Diversity and Inclusion , , , , , , , , ,

What does the E mean in DEI, and what is the difference between the two terms.

In the workplace, the concepts of equality and equity are important in ensuring that all employees are treated fairly, and have access to the same opportunities for professional development and advancement- but I often get asked what’s the difference?

Simply put, equality means treating everyone the same, while equity means treating everyone fairly based on their needs.

For example, imagine you and your friend want to watch a movie, but you’re much taller than your friend and can see the screen easily from any seat, but your friend can’t see the screen very well from the back row. If you both sit in the same row, that would be equal, but not equitable (so fair) because your friend can’t see the movie properly. However, if you let your friend sit in the front row, that would be equitable because it gives them a fair chance to see the movie just like you can.

So, equality means treating everyone the same, while equity means treating everyone fairly based on their individual needs.

Applying this to the workplace means that for equality all employees are treated fairly and have equal access to the same opportunities, benefits, and resources, regardless of their race, gender, age, religion, or other personal characteristics. This means that policies and practices are in place to prevent discrimination and bias, and ensure that everyone is treated fairly.

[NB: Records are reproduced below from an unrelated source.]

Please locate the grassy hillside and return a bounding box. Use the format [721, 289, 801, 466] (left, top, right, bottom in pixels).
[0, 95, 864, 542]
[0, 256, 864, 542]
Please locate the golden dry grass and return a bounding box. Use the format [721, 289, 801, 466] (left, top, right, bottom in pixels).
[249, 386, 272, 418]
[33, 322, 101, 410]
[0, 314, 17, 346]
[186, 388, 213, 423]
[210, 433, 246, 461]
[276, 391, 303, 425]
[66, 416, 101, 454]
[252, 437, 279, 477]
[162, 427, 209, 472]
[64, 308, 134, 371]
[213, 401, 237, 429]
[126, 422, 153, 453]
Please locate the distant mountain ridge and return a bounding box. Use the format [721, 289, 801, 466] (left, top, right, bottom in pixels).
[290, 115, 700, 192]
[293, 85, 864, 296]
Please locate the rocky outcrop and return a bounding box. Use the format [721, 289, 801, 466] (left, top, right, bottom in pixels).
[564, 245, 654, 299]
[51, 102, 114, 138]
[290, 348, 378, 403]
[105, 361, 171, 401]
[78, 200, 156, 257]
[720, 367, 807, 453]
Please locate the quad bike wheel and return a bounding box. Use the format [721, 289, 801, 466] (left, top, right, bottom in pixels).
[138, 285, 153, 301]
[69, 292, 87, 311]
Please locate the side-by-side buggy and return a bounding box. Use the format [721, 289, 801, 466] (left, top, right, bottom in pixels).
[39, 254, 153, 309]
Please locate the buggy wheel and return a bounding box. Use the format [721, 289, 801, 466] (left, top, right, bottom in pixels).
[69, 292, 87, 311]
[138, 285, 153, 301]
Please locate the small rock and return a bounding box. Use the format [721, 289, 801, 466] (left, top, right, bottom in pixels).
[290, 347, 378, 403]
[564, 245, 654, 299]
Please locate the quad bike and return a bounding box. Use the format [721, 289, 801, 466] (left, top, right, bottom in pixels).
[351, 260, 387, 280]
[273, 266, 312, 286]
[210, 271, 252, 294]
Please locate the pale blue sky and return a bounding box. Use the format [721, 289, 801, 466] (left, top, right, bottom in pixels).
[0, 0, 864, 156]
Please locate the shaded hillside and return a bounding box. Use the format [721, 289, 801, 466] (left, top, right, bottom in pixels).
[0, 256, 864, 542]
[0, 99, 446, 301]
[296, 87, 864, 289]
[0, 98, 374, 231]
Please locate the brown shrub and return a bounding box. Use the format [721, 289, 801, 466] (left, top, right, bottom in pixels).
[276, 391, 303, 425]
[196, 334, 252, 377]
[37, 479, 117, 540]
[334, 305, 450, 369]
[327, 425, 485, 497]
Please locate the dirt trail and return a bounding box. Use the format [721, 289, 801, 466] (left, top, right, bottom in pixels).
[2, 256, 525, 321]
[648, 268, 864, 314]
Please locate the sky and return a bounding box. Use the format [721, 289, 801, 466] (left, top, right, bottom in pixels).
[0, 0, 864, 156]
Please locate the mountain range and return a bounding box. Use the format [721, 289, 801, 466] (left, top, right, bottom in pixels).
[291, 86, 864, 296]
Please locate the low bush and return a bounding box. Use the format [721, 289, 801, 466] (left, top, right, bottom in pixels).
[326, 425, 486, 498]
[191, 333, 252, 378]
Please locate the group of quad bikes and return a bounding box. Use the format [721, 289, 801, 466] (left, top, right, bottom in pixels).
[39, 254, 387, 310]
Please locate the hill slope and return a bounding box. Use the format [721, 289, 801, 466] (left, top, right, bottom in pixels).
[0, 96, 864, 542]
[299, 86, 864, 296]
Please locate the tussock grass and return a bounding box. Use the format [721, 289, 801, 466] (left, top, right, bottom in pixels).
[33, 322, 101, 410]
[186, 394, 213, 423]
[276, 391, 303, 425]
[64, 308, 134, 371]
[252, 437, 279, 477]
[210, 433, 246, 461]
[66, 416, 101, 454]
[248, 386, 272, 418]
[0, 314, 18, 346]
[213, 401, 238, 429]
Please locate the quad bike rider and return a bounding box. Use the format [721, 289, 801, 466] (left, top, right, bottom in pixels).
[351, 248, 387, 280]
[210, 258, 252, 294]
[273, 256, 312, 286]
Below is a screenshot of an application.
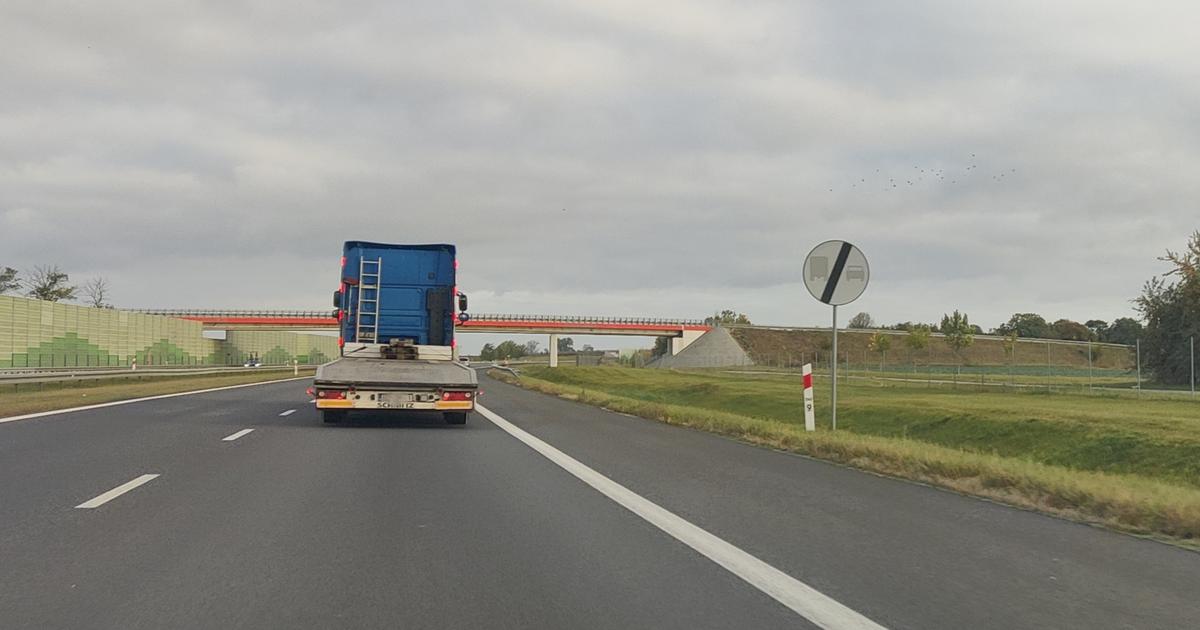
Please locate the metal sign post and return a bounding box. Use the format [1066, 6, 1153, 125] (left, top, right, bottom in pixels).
[804, 240, 871, 431]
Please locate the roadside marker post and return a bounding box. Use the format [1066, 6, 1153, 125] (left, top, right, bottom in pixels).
[800, 364, 817, 431]
[803, 240, 871, 431]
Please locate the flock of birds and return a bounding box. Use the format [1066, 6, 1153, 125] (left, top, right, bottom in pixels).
[829, 154, 1016, 192]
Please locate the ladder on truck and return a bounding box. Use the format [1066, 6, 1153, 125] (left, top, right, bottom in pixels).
[354, 258, 383, 343]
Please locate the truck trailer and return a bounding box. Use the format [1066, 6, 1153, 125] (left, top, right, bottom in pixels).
[313, 241, 479, 425]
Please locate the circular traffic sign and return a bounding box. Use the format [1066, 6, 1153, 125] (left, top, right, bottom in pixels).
[804, 241, 871, 306]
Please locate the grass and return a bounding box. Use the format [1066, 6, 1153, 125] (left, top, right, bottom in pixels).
[0, 368, 313, 418]
[498, 367, 1200, 546]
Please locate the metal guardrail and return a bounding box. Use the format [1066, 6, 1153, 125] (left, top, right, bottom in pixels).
[0, 365, 317, 385]
[126, 308, 704, 326]
[122, 307, 334, 318]
[470, 313, 704, 326]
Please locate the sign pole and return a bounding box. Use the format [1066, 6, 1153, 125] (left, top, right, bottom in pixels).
[829, 304, 838, 431]
[800, 364, 817, 431]
[803, 240, 871, 431]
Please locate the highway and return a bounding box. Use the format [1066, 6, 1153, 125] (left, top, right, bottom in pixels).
[0, 376, 1200, 629]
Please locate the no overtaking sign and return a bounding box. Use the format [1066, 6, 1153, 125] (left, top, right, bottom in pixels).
[804, 241, 871, 431]
[804, 241, 871, 306]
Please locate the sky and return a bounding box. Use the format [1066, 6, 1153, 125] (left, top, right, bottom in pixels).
[0, 0, 1200, 348]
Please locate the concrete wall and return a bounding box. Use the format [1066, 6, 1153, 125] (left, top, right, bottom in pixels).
[647, 328, 754, 367]
[0, 295, 337, 368]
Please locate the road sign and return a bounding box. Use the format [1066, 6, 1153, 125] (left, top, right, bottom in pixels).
[804, 241, 871, 306]
[804, 241, 871, 431]
[802, 364, 817, 431]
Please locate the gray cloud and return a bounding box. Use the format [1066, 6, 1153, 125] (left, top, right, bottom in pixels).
[0, 1, 1200, 343]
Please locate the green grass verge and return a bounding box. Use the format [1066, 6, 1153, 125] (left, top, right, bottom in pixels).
[0, 370, 313, 418]
[496, 367, 1200, 547]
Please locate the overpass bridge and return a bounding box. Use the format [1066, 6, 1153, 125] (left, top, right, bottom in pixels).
[133, 308, 712, 366]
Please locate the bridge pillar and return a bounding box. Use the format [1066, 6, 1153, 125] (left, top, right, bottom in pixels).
[671, 330, 704, 356]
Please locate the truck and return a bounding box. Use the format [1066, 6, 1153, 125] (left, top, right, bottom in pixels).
[312, 241, 479, 425]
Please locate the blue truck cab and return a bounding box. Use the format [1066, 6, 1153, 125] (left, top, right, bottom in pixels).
[335, 241, 467, 347]
[312, 241, 479, 425]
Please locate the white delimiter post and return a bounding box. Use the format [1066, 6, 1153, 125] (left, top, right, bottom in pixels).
[800, 364, 817, 431]
[829, 304, 838, 431]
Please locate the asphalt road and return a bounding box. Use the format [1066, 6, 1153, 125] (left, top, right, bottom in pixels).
[0, 378, 1200, 629]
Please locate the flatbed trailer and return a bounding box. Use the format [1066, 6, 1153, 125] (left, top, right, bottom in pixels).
[313, 241, 479, 425]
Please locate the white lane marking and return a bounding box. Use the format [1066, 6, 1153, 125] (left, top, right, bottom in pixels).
[221, 428, 253, 442]
[475, 404, 884, 630]
[76, 474, 158, 510]
[0, 377, 312, 425]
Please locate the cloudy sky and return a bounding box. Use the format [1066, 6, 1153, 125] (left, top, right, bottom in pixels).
[0, 0, 1200, 348]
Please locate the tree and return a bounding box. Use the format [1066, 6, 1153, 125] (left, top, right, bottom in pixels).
[938, 311, 974, 362]
[847, 312, 875, 328]
[1134, 230, 1200, 384]
[1100, 317, 1145, 346]
[993, 313, 1050, 338]
[83, 276, 113, 308]
[24, 265, 76, 302]
[1000, 330, 1018, 362]
[1084, 319, 1109, 341]
[1050, 319, 1092, 341]
[866, 331, 892, 372]
[904, 324, 930, 365]
[704, 308, 750, 326]
[0, 266, 20, 294]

Equity in the workplace goes a step further by recognising that different employees may have different needs and require different levels of support to achieve the same outcomes. This means that policies and practices are in place to address the specific needs of underrepresented or marginalized groups – and ensure that they have equal access to opportunities and resources.

HR can play a key role in promoting both equality and equity in the workplace by developing and implementing policies and practices that promote fairness and inclusion. Some ways HR can help include:

  1. Developing and enforcing policies that promote equality and prevent discrimination, such as equal pay policies, anti-harassment policies, and inclusive hiring and promotion practices.
  2. Providing training and education to employees and managers on topics such as diversity and inclusion, unconscious bias, and cultural sensitivity.
  3. Conducting regular diversity audits to identify areas where the organisation may be falling short in promoting equality and equity and developing strategies to address these issues.
  4. Supporting employee resource groups and other initiatives that promote diversity and inclusion in the workplace.
  5. Providing support and accommodations to employees who may require additional resources or assistance to succeed in their roles, such as employees with disabilities or employees from underrepresented groups.

In our experience of working with hundreds of organisations, we have seen and witnessed that on the whole they are good at promoting equality in the workplace, but they have a long way to go in promoting equity. HR can help create a more inclusive and fairer workplace where all employees have the opportunity to succeed and thrive, by leaning a lot more into equity over the next few years.